Viterbo – Riceviamo e pubblichiamo – E’ arrivato il momento di pensare in maniera intelligente all’attività venatoria sul territorio che, in questi ultimi anni, la Regione Lazio ha delegato a politici incompetenti.
E, tra l’altro, non sarebbe da inventare niente di nuovo, basterebbe infatti prendere esempio da regioni come la Toscana e l’Umbria che da tempo hanno regolamentato l’argomento in maniera sostenibile sia per la fauna, che per i cacciatori, che per il mondo agricolo.
La fauna selvatica va salvaguardata, ma crediamo che sia altrettanto importante salvaguardare tutte quelle categorie che direttamente o indirettamente hanno a che fare con l’attività venatorie, in primis gli agricoltori.
Un esempio per tutti è la popolazione dei cinghiali che negli ultimi anni è aumentata a dismisura e che non avendo dei predatori naturali si riproducono in modo incontrollato, provocando, oltre che degli scompensi faunistici, anche importanti danni all’agricoltura.
Sono note a tutti le razzie, sempre più frequenti, a vigneti, noccioleti e a culture di ogni genere; un capitolo a parte spetterebbe ai numerosi incidenti che provocano sulle strade.
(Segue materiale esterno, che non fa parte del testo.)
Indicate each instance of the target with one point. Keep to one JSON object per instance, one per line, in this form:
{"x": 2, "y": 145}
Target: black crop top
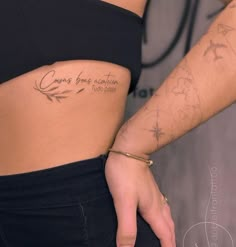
{"x": 34, "y": 33}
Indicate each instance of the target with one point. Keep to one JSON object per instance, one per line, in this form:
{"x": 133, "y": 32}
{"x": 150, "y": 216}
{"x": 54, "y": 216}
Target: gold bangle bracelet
{"x": 147, "y": 161}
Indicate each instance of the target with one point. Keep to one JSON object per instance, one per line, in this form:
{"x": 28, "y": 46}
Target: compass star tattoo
{"x": 212, "y": 48}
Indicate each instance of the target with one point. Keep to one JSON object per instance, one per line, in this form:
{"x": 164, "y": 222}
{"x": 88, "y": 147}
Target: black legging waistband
{"x": 72, "y": 182}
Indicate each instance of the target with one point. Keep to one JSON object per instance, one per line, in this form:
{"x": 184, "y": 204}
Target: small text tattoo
{"x": 59, "y": 88}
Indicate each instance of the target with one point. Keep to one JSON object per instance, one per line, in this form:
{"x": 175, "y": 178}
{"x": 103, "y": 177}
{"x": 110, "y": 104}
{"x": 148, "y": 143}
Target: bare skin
{"x": 202, "y": 85}
{"x": 52, "y": 115}
{"x": 48, "y": 109}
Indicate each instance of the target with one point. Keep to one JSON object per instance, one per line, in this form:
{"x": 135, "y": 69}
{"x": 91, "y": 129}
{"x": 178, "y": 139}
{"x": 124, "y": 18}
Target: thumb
{"x": 126, "y": 212}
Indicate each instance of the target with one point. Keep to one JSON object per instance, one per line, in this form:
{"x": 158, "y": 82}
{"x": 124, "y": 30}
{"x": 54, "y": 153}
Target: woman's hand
{"x": 133, "y": 187}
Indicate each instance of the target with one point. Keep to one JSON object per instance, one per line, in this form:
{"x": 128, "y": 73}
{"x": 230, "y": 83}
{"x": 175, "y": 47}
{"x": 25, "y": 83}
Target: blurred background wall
{"x": 198, "y": 171}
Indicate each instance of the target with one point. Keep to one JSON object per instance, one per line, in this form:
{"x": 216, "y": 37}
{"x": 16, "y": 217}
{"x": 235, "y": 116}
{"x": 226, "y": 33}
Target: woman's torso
{"x": 62, "y": 112}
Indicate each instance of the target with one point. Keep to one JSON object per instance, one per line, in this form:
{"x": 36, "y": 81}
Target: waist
{"x": 69, "y": 183}
{"x": 60, "y": 114}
Dall’assessore regionale competente ci saremmo aspettati dei provvedimenti incisivi sul calendario venatorio 2017/2018, invece si sente solo parlare di slittamento delle aperture della caccia e sempre più di ghettizzazione dei cacciatori.
Iniziamo a pensare a un piano di abbattimento per i cinghiali che salvaguardi anche il mondo agricolo, già ampiamente vessato su ogni fronte e, magari, pensando a qualche giorno in più di caccia al cinghiale, non di sole e sempre più stringenti restrizioni.
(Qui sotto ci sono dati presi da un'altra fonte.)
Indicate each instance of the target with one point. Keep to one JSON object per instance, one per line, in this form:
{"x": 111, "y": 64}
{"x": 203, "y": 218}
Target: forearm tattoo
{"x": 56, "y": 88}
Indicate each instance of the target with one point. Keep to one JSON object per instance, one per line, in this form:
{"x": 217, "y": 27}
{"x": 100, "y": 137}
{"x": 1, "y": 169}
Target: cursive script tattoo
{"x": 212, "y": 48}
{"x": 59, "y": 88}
E visto che ci siamo, ci piacerebbe conoscere l’utilizzo delle tasse venatorie, venendo magari a conoscenza in quale grande calderone del bilancio regionale vanno a finire; considerato che non sono di piccola entità, dal nostro punto di vista sarebbe logico destinarli al rimborso dei danni agricoli e degli incidenti stradali provocati da questi ungulati.